Health wants to ask restaurants to remove wine and beer from their menus

Health wants to ask restaurants to remove wine and beer from their menus


The ministry and the communities discuss in the Interterritorial Council the new cardiovascular health strategy, which seeks to promote the Mediterranean diet and reduce the consumption of junk food

Alvaro Soto

The Ministry of Health and the autonomous communities are considering asking catering establishments to promote the Mediterranean diet on their menus and to withdraw alcoholic beverages, which would include wine and beer, the most consumed. The draft of the Cardiovascular Health Strategy of the National Health System (Escav), which will be debated this Wednesday by the Interterritorial Health Council, proposes this measure within a broad plan that seeks to reduce cardiovascular diseases, the main cause of mortality in Spain and in the world.

The proposal of the department of Carolina Darias, advanced by La Razón, seeks the "necessary promotion of interventions that reduce the incidence and prevalence of cardiovascular disease in our country" in order to "improve the results of primary health care, as well as the rehabilitation and restoration of health, the prevention of disability and the improvement of the quality of life and well-being of patients and their families”.
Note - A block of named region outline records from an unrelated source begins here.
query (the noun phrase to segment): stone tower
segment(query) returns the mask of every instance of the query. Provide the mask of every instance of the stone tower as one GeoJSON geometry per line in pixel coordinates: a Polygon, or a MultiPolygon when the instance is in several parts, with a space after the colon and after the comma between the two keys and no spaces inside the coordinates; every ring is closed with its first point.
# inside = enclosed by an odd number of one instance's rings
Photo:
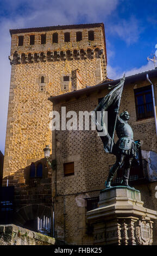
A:
{"type": "Polygon", "coordinates": [[[43,158],[45,145],[51,145],[49,96],[93,86],[106,77],[103,23],[11,29],[10,33],[5,179],[43,158]]]}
Thus, the document proposes to regulate the obligation of restaurants to offer free tap water (a measure already included in the recently approved Law on Waste and Contaminated Soil for a Circular Economy), the promotion of physical activity in educational centers, the exclusion of processed products and alcohol from vending machines or the fight against junk food, regulating the advertising of food, unhealthy drinks and alcohol and lowering, through fiscal policies, the price of the products that make up the Mediterranean diet. In any case, the draft proposes that the autonomous communities have a wide margin to determine the necessary resources to specify the text.